Syndicated columnist Leonard Pitts Jr., recipient of the 2021 Elijah Parish Lovejoy Award, pointed to the 19th-century anti-slavery journalist as an example of someone who acted with courage for the betterment of mankind and not in self-interest.
Lovejoy, a Maine native, was killed in Alton, Ill., in 1837 as he defended his newspaper’s press from a mob inflamed by his repeated condemnation of slavery.
“He laid it all on the line,” Pitts said in an interview marking the award Tuesday. “… He did it for a cause that he had no firsthand involvement in. He wasn’t enslaved. He was unlikely to be enslaved. He was a white guy. … This vindicates my feeling that the issue is not about self-interest. It’s about the larger human tribe, about who is being oppressed, who is being stepped on, who is being suppressed in their voting.
“Each of us,” he said, “has an obligation to whoever it is in our human family that is in need and is being left out. … We all have an obligation to that person.”
Pitts was introduced by President David A. Greene, who connected the work of the Miami Herald columnist to his 19th-century predecessor. Lovejoy’s persistent protests, Greene said, might seem like something from the distant past, but the world remains “a place of persistent inequality, violence, and cruelty. The evidence of that is with us every day,” he said. “I join many others in asking myself how I am complicit, how I benefit from racism, and what I can do to make the world more just.”
For Pitts, whose writings on race have made him, like Lovejoy, the target of threats over his 45-year career, there is a need to act, not out of fear, but out of commitment to the ideal of America and the unifying principles that are its foundation. “What is it that binds us?” Pitts asked, in response to former Miami Herald editor Mindy Marqués, a member of Colby’s Lovejoy Award Selection Committee who joined Pitts in conversation for the live-streamed event. “What makes us a country? And I submit that it should be this sense of national mission.”
The oft-repeated words used to describe the pillars of the new country at the time of its formation—liberty and justice for all, that all men and women are created equal—must be put into action, he said, if we are to be motivated less by fear and more by hope. “I think we’ve got to figure out a way to get people to want to move based on American ideals,” Pitts said.

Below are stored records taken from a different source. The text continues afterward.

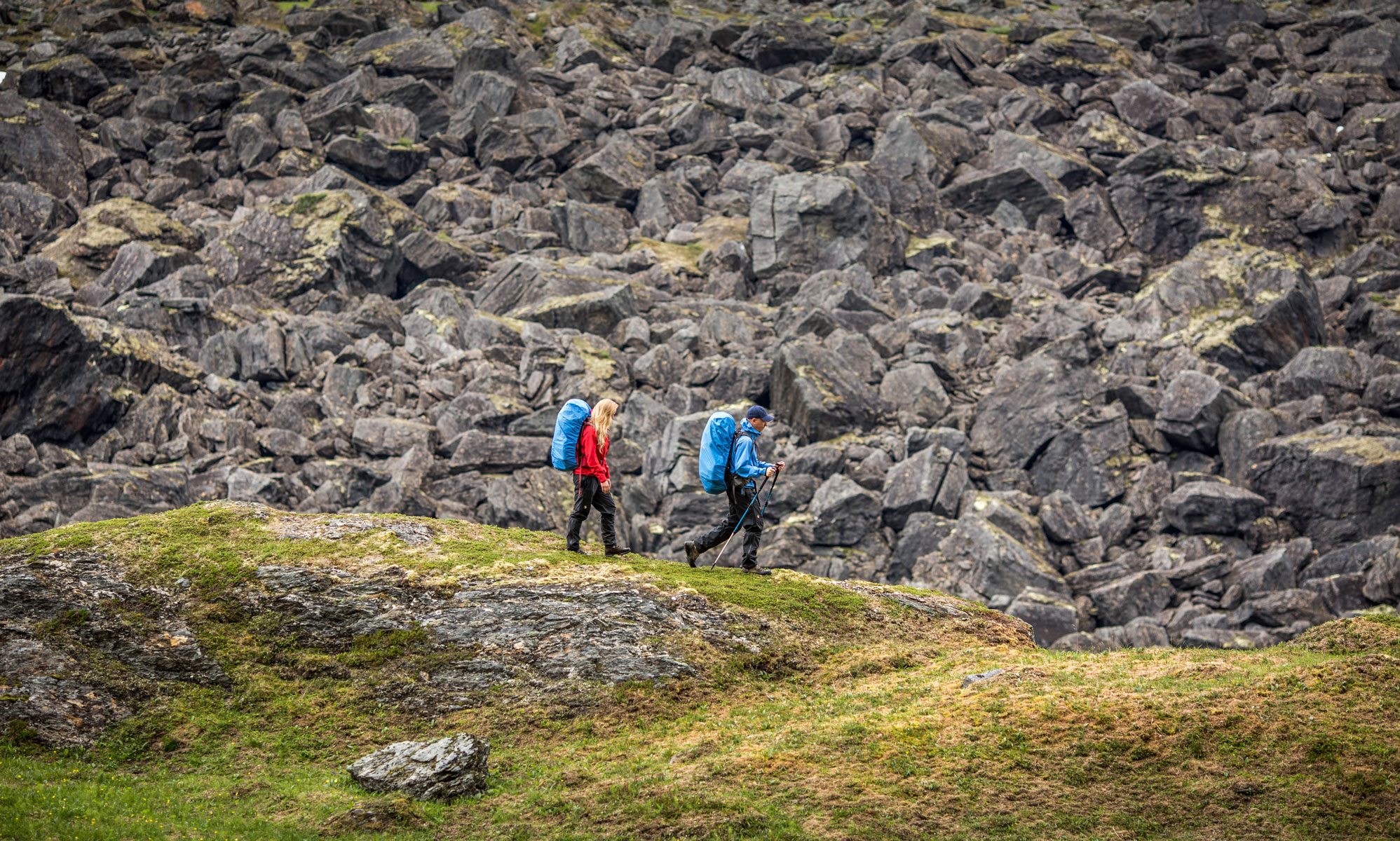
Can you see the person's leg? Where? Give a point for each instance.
(583, 494)
(720, 533)
(752, 533)
(608, 514)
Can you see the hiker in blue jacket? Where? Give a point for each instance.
(741, 473)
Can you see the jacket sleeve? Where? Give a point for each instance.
(747, 463)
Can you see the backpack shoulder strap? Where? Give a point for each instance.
(728, 463)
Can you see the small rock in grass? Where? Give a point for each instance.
(450, 767)
(981, 676)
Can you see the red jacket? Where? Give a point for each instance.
(591, 460)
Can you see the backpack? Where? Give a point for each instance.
(563, 449)
(717, 452)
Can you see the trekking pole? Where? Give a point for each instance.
(740, 524)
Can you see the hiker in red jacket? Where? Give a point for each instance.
(592, 483)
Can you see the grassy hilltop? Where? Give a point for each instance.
(845, 718)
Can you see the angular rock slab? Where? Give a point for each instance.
(814, 391)
(442, 770)
(808, 223)
(1246, 308)
(1332, 483)
(1211, 508)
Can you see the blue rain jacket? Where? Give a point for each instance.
(747, 463)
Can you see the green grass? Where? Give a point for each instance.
(850, 724)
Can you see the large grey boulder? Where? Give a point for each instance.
(1329, 371)
(918, 391)
(1147, 107)
(843, 512)
(1088, 458)
(814, 392)
(979, 560)
(1064, 519)
(777, 42)
(613, 174)
(332, 241)
(1336, 483)
(1238, 435)
(595, 313)
(62, 378)
(393, 437)
(930, 480)
(808, 223)
(912, 158)
(740, 90)
(1141, 594)
(1213, 508)
(41, 146)
(1244, 307)
(498, 453)
(377, 161)
(1031, 402)
(591, 227)
(1049, 615)
(1024, 186)
(1193, 408)
(1273, 570)
(1286, 608)
(442, 770)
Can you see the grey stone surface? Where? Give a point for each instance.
(442, 770)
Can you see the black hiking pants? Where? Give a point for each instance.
(588, 493)
(740, 500)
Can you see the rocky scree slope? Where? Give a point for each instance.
(1082, 311)
(213, 671)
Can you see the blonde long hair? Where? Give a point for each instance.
(601, 419)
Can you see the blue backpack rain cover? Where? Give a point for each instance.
(714, 451)
(563, 451)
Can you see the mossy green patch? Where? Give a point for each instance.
(849, 721)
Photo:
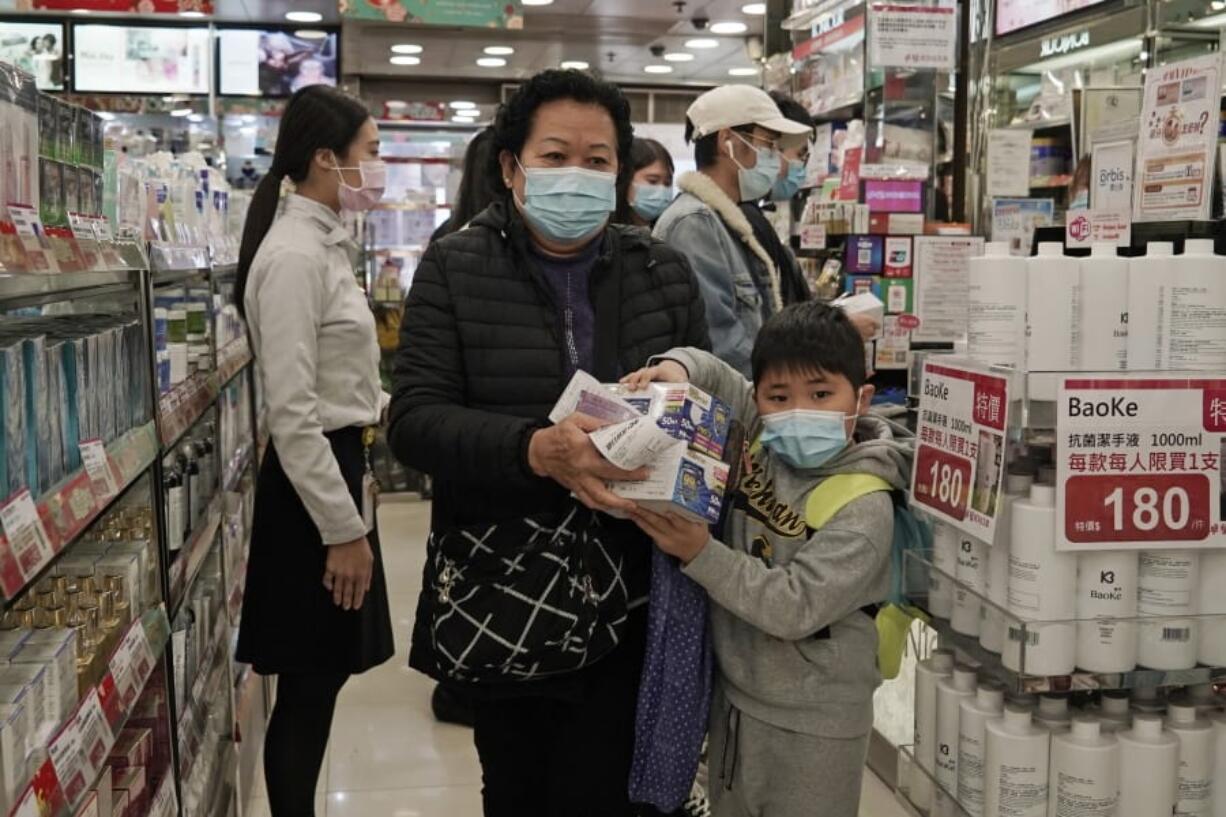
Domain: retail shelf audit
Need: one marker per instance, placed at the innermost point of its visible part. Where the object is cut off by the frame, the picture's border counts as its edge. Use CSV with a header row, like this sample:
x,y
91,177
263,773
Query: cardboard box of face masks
x,y
683,436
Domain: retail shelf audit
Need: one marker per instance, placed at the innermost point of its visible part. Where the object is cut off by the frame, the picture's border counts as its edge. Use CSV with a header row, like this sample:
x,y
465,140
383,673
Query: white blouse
x,y
318,356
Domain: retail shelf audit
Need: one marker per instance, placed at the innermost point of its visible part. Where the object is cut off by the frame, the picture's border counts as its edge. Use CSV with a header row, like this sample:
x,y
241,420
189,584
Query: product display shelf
x,y
69,509
80,747
921,574
915,784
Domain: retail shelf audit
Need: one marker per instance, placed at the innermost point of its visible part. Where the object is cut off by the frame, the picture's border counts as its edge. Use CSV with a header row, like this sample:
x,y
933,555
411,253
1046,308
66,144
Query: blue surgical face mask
x,y
804,438
755,182
790,184
568,204
650,200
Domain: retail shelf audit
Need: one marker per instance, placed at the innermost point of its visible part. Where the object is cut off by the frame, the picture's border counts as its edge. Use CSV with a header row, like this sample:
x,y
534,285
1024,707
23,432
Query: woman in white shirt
x,y
315,607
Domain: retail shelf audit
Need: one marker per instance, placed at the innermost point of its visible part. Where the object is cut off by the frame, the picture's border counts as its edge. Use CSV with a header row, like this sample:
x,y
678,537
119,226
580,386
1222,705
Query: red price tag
x,y
943,481
1138,508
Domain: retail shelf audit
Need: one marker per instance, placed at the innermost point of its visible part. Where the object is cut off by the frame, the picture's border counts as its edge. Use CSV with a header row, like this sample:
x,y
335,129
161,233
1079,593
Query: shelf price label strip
x,y
80,748
36,533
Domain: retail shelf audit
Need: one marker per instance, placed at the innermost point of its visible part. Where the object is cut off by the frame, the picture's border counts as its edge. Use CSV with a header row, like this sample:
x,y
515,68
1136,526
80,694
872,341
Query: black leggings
x,y
297,740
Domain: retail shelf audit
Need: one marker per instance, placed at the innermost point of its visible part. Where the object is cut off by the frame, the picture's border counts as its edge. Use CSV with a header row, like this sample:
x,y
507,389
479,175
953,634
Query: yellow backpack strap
x,y
834,492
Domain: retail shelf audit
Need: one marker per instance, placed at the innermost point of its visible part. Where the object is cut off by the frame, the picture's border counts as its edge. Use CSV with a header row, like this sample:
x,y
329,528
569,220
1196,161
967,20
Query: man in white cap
x,y
737,133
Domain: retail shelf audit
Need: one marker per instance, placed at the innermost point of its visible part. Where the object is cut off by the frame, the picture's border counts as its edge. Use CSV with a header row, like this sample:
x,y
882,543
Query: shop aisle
x,y
388,756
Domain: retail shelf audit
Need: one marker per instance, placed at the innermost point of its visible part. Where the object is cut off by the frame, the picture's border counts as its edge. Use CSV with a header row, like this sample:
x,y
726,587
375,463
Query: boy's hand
x,y
672,534
663,372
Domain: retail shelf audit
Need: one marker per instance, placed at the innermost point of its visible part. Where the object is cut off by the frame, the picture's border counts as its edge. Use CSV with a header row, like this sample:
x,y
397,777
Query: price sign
x,y
97,465
1139,463
27,536
964,412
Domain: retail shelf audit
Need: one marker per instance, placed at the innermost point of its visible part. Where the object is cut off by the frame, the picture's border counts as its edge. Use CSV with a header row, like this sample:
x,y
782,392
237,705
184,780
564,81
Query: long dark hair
x,y
644,152
318,118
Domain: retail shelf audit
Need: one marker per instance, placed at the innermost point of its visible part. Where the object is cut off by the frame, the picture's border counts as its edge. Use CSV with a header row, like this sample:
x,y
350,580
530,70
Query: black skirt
x,y
289,621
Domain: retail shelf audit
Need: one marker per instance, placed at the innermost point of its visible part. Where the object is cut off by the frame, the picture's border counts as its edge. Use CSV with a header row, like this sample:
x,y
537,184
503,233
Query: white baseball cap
x,y
732,106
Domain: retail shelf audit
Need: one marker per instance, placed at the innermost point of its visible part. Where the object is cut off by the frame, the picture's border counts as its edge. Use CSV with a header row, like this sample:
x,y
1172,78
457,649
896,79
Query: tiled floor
x,y
388,756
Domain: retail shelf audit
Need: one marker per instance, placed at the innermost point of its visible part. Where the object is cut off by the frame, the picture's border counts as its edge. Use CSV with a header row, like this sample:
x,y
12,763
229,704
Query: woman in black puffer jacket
x,y
498,319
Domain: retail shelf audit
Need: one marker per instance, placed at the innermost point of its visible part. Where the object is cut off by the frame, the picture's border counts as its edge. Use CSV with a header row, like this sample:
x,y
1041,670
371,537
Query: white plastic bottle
x,y
1085,772
1149,768
1015,774
1149,277
1195,759
1167,585
992,622
996,298
1106,593
1042,588
951,691
928,672
1213,602
987,704
1104,318
944,560
1053,286
972,579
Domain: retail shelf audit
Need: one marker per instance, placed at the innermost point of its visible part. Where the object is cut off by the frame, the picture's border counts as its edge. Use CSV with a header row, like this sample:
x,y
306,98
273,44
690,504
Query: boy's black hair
x,y
810,336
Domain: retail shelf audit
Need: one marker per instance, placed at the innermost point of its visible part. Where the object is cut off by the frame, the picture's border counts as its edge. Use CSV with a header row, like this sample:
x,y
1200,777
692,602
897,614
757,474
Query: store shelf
x,y
70,508
920,572
79,748
186,567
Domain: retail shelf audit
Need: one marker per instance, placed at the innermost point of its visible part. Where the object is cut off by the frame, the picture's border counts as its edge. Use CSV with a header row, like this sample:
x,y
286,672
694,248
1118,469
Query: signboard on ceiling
x,y
471,14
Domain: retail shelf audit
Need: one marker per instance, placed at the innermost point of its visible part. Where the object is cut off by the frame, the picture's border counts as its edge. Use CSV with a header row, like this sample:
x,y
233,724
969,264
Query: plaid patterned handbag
x,y
525,599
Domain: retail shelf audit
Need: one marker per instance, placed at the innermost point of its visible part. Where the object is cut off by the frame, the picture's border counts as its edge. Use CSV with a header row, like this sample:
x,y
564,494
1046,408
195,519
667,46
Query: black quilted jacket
x,y
481,361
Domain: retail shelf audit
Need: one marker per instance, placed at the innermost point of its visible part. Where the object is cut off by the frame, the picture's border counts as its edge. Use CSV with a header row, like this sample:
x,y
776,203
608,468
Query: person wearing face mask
x,y
499,318
315,605
650,188
795,153
806,558
736,130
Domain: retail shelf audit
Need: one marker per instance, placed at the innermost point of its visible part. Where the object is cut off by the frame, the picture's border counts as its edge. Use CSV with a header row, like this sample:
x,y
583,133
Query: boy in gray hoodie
x,y
792,613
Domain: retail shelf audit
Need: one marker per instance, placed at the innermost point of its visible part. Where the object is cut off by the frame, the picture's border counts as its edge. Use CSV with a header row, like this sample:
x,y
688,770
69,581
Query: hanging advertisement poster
x,y
1139,463
470,14
960,449
1178,139
915,37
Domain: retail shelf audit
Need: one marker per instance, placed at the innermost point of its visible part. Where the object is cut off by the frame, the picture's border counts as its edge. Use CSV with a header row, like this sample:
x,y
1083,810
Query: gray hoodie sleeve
x,y
841,569
719,379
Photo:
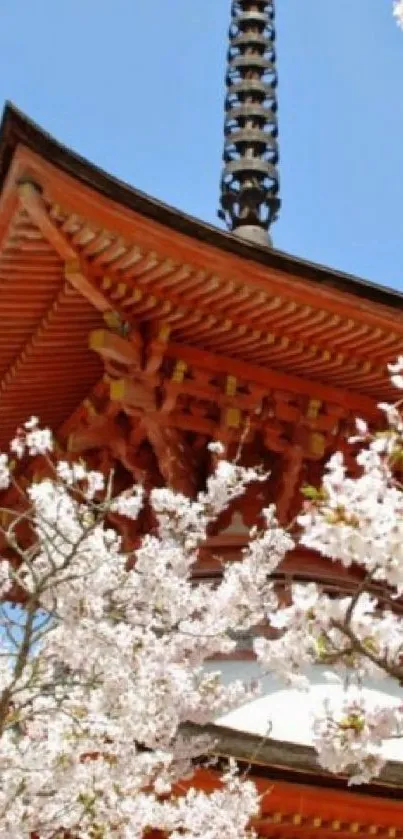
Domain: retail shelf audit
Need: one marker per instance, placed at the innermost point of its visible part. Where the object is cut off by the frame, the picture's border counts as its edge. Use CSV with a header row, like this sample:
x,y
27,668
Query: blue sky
x,y
137,87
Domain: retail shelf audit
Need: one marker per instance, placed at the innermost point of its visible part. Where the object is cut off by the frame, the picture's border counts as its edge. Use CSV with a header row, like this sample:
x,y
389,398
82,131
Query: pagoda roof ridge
x,y
17,128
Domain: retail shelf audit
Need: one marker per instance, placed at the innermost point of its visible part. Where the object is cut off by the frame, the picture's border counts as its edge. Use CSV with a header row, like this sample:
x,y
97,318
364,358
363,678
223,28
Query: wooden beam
x,y
32,201
270,379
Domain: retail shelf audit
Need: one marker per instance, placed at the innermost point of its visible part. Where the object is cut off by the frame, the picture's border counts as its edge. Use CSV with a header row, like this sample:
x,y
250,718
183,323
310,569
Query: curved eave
x,y
17,129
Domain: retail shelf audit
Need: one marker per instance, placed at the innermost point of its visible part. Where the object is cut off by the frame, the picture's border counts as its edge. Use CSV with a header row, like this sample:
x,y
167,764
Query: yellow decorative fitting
x,y
317,444
231,386
233,417
164,332
88,405
96,339
119,291
313,409
117,390
134,298
179,372
71,267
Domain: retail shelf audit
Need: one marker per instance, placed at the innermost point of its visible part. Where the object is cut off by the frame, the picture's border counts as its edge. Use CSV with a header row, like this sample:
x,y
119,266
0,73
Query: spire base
x,y
250,183
255,234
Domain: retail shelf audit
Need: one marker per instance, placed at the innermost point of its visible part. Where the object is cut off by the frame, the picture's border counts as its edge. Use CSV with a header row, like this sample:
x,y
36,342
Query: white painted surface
x,y
287,714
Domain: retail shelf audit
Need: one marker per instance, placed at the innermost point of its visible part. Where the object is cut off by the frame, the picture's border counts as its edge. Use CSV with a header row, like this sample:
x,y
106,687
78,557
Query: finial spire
x,y
250,182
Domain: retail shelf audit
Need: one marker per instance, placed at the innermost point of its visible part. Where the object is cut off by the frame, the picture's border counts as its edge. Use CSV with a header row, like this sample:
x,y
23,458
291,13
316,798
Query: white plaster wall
x,y
286,714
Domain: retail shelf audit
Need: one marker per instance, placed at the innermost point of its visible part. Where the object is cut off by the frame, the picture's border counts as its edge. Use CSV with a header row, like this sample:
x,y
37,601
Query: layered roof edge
x,y
16,128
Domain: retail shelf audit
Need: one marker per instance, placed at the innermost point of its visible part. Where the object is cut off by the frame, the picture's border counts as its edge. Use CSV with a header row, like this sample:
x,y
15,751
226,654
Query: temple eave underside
x,y
119,330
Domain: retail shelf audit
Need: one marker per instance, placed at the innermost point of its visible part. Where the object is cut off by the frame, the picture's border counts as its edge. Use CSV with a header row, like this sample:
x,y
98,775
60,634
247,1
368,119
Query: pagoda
x,y
139,334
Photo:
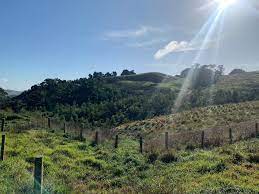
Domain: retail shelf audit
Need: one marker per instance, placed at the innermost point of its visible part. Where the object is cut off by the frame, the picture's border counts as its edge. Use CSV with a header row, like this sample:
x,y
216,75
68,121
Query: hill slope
x,y
112,100
71,166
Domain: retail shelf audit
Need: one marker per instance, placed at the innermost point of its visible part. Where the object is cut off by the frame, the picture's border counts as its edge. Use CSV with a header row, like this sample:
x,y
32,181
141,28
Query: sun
x,y
223,4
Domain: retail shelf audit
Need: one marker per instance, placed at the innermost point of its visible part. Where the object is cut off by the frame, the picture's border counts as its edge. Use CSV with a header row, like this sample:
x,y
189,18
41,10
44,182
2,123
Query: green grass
x,y
72,166
197,119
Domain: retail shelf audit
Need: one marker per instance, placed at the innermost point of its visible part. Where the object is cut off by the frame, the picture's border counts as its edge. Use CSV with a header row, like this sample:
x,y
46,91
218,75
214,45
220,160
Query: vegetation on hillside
x,y
111,100
72,166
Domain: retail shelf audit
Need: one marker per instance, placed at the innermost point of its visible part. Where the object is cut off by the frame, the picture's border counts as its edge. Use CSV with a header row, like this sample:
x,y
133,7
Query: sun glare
x,y
223,4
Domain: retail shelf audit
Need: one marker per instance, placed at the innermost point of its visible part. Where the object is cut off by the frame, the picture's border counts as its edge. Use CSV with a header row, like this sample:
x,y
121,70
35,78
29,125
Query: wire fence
x,y
210,137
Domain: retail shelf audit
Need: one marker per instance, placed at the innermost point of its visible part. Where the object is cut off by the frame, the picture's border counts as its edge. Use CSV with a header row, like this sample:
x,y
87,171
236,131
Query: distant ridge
x,y
13,93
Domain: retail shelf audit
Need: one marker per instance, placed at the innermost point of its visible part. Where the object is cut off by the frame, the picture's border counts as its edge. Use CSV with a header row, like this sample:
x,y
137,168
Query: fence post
x,y
49,125
38,175
230,136
141,144
64,128
2,127
202,139
2,148
256,130
116,141
81,134
166,140
96,141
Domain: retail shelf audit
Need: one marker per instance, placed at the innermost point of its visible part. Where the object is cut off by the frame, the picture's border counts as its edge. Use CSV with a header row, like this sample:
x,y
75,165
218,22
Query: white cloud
x,y
145,43
183,46
142,31
4,80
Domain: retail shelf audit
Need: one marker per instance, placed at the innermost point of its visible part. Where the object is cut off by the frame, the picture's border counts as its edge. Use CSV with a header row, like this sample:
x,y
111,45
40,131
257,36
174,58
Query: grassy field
x,y
71,166
78,167
197,119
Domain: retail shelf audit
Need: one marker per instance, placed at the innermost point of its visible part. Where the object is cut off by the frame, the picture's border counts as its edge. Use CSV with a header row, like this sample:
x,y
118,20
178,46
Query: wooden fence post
x,y
256,130
202,139
38,175
64,127
230,136
81,134
96,141
166,140
49,125
116,141
2,127
2,148
141,144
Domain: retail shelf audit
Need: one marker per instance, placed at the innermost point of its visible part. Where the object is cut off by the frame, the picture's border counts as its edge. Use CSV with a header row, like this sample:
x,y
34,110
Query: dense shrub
x,y
168,157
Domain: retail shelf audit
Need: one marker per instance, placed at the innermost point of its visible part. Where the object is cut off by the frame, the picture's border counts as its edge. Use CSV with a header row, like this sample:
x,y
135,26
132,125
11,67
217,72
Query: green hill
x,y
110,100
77,167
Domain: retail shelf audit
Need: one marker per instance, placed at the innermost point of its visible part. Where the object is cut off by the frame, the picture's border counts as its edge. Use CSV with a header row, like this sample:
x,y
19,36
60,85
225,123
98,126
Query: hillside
x,y
110,100
198,118
71,166
13,93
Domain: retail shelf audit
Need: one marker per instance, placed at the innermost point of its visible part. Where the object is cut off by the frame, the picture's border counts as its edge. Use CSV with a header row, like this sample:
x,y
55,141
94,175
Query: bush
x,y
168,157
152,157
237,158
254,158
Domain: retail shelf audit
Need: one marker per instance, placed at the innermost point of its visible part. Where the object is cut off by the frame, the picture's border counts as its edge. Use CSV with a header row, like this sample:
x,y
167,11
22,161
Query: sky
x,y
68,39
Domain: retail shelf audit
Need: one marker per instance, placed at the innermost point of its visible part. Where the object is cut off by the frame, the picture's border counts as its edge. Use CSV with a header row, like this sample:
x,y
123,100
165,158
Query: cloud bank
x,y
183,46
172,47
142,31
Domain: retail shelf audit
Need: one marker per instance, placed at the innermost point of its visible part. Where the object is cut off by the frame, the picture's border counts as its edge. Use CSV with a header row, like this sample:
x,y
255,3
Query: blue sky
x,y
69,39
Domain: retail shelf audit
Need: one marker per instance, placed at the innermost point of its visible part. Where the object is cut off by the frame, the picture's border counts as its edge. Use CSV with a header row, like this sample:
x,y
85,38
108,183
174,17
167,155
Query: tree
x,y
206,75
127,72
185,72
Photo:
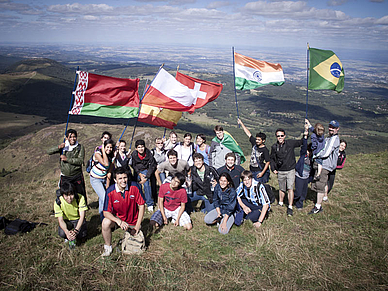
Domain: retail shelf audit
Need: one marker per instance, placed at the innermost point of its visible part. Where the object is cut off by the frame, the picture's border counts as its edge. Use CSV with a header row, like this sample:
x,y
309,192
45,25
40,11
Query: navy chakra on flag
x,y
335,70
257,75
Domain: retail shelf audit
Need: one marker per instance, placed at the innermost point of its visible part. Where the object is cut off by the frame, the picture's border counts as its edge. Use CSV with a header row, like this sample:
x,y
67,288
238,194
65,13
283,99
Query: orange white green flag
x,y
251,73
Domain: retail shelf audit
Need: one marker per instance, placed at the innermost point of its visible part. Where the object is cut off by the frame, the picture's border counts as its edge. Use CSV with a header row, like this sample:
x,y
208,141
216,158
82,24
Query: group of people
x,y
185,172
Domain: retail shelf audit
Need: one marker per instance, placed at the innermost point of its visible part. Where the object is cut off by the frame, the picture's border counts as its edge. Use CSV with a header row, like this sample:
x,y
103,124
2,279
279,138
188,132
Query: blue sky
x,y
327,24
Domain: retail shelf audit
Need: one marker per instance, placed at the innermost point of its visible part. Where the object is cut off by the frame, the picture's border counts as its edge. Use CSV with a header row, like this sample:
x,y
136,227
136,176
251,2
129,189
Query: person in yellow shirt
x,y
70,210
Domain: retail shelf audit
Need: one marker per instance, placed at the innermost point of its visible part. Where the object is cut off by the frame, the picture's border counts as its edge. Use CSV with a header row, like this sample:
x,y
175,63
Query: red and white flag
x,y
166,92
204,91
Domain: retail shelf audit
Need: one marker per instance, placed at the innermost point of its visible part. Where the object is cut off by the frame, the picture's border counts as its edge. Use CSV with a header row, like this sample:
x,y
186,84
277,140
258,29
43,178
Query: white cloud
x,y
217,4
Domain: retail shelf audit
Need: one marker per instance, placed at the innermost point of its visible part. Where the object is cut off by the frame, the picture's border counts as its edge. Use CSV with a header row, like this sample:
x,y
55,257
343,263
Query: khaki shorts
x,y
286,180
319,186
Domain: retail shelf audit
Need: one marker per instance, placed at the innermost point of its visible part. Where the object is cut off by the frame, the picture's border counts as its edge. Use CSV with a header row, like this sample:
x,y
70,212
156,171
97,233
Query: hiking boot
x,y
315,210
107,251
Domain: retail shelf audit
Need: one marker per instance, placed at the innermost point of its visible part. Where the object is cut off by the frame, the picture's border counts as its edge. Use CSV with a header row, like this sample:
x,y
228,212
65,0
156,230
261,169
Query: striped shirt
x,y
256,194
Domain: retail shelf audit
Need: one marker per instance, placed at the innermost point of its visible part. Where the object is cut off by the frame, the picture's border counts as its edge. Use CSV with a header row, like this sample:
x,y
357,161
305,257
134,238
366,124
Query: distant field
x,y
15,125
342,248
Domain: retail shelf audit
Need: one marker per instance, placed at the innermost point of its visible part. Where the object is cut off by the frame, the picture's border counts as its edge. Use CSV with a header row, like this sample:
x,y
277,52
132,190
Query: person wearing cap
x,y
329,158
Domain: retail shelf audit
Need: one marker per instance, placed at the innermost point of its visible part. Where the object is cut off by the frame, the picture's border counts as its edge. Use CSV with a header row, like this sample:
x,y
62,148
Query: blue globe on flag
x,y
335,70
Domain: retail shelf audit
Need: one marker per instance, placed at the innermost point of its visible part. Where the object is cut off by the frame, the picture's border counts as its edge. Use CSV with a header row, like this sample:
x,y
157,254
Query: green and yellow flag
x,y
326,71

Today’s political climate, marked by what he called “the anti-fact movement,” is an obstacle to real discussion of issues where opinions may differ. Better teaching of media literacy, civics, and critical thinking is crucial to preparing citizens for the America of the future, and much of that work must be done by people who won’t see the fruits of their labors.
Pitts cited a proverb, “A society grows great when old men plant trees whose shade they’ll never sit in.”
“Where is the investment in doing something that is not for me and now, but for … my kids and my kids’ kids?” he said. “There seems to be so much short-sightedness and fear governing so much of what we do.”